Cisplatin and oxaliplatin are Pt(II) anticancer agents that are used to treat several cancers, usually in combination with other drugs. Their efficacy is diminished by dose-limiting peripheral neuropathy (PN) that affects ∼70% of patients. PN is caused by selective accumulation of the platinum drugs in the dorsal root ganglia (DRG), which overexpress transporters for cisplatin and oxaliplatin. To date, no drug is recommended for the prevention of PN. We report that Pt(IV) prodrugs of cisplatin or oxaliplatin do not induce neuropathic pain in mice, likely due to the lower accumulation of platinum in the DRG compared with Pt(II) drugs.
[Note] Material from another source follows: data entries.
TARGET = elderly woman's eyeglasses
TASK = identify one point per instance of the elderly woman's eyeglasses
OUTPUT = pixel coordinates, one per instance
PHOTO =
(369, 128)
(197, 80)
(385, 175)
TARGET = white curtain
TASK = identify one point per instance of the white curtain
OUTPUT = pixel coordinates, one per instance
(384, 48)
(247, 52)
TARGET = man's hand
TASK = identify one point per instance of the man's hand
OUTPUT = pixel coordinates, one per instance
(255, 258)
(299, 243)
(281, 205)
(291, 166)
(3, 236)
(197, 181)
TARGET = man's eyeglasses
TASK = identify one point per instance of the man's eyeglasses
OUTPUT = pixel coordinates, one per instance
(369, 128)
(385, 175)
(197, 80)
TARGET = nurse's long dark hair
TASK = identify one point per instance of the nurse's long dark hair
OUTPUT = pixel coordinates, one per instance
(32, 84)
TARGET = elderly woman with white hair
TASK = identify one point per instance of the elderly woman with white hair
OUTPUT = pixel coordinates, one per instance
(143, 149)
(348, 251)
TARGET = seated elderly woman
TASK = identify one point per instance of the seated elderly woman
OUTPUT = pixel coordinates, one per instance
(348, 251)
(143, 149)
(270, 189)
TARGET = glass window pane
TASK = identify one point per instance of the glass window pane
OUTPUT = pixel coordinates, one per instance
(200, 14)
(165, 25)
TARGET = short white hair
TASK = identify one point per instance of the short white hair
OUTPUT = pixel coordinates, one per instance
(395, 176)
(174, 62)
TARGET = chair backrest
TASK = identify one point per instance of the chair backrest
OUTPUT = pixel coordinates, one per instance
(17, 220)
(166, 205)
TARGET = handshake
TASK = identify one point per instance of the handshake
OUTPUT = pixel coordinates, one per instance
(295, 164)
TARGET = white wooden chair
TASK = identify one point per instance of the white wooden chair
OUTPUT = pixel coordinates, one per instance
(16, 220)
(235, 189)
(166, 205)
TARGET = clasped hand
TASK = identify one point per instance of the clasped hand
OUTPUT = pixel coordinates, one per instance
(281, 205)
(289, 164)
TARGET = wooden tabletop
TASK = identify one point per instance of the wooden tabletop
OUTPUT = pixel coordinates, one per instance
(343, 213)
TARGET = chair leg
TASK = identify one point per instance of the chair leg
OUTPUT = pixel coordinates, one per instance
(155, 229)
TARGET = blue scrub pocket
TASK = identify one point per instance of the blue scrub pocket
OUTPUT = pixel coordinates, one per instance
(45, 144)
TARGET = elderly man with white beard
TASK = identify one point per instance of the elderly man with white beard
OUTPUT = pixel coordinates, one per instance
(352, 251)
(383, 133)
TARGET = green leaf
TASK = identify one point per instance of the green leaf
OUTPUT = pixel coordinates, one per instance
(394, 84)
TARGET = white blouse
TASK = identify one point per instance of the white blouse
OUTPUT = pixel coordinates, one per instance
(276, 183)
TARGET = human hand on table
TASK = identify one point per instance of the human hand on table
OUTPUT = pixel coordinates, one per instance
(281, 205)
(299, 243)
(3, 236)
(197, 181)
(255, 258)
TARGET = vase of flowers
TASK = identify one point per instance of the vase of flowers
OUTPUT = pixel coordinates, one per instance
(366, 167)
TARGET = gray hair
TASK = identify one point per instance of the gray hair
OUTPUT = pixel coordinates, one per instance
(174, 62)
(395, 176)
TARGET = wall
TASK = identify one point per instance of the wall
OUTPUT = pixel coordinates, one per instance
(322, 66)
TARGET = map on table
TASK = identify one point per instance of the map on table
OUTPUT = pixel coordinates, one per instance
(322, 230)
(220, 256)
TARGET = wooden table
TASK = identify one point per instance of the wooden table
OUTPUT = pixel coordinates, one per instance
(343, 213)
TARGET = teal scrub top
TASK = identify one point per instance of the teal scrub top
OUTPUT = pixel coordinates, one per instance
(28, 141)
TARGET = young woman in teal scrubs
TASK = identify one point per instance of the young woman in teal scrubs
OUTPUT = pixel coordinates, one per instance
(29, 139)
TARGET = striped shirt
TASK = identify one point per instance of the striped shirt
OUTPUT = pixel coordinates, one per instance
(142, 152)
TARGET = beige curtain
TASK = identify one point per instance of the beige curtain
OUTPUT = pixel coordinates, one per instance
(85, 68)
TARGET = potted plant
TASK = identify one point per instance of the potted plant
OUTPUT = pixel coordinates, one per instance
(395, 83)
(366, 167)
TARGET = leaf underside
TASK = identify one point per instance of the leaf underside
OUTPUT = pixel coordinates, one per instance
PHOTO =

Moreover, the multitargeting prodrug that combines cisplatin with paclitaxel, both strong inducers of PN, efficiently inhibited tumor growth in vivo without inducing neuropathic pain. The high antitumor efficacy of Pt(IV) prodrugs and their micellar counterparts and the low level of neuropathic pain associated with them make them ideal candidates for clinical use in cancer therapy.

Original language	English
Journal	Journal of Medicinal Chemistry
DOIs	https://doi.org/10.1021/acs.jmedchem.4c02263
State	Accepted/In press - 2025

Bibliographical note

Publisher Copyright:
© 2025 The Authors. Published by American Chemical Society.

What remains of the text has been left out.